Pre-trained Models and Results
We release our pre-trained models on the NYU and KITTI DC datasets.
Download pre-trained models and put them in the NLSPN_ROOT/results directory.
For the KITTI DC dataset, results with the released model are slightly better than those reported in the paper.
Type | RMSE (mm) | MAE | iRMSE | iMAE |
---|---|---|---|---|
Online Test Set (Paper) | 741.68 | 199.59 | 1.99 | 0.84 |
Online Test Set (Released) | 740.66 | 198.70 | 1.96 | 0.84 |
Validation Set (Released) | 771.8 | 197.3 | 2.0 | 0.8 |
For the NYU dataset, results are the same.
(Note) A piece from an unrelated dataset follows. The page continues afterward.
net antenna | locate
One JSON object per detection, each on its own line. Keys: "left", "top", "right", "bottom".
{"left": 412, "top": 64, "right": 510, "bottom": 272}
To get quantitative results reported in the paper:
$ cd NLSPN_ROOT/src
# An example command for NYUv2 dataset testing
$ python main.py --dir_data PATH_TO_NYUv2 --data_name NYU --split_json ../data_json/nyu.json \
--patch_height 228 --patch_width 304 --gpus 0,1,2,3 --max_depth 10.0 --num_sample 500 \
--test_only --pretrain ../results/NLSPN_NYU.pt --preserve_input --save NAME_TO_SAVE --legacy
# An example command for KITTI DC dataset testing
$ python main.py --dir_data PATH_TO_KITTI_DC --data_name KITTIDC --split_json ../data_json/kitti_dc.json \
--patch_height 240 --patch_width 1216 --gpus 0,1,2,3 --max_depth 90.0 --num_sample 0 \
--test_only --pretrain ../results/NLSPN_KITTI_DC.pt --preserve_input --save NAME_TO_SAVE --legacy
# An example command for KITTI DC Online evaluation data generation
$ python main.py --dir_data PATH_TO_KITTI_DC --data_name KITTIDC --split_json ../data_json/kitti_dc_test.json \
--patch_height 240 --patch_width 1216 --gpus 0,1,2,3 --max_depth 90.0 --num_sample 0 \
--test_only --pretrain ../results/NLSPN_KITTI_DC.pt --preserve_input --save_image --save_result_only \
--save NAME_TO_SAVE --legacy
Please do not forget to use --legacy flag to reproduce our results.
Note that result images can be saved with --save_image --save_result_only flags.
We also release our prediction results on two datasets (Refer to the NYU and KITTI DC Online Submission files).
They are saved in the KITTI submission format.
To get real depth values, use the following conversion: depth = double(image) / 256.0
Notes
- Our original implementation was based on old libraries (e.g., PyTorch 1.2 / torchvision 0.4 / Python 3.6). We cleaned and updated our implementation for this release.
- The original NYUv2 / KITTI DC results in the paper were obtained with a powerful machine equipped with 8 NVIDIA P40 GPUs. From my experiences, the larger batch you use, the better performance you get.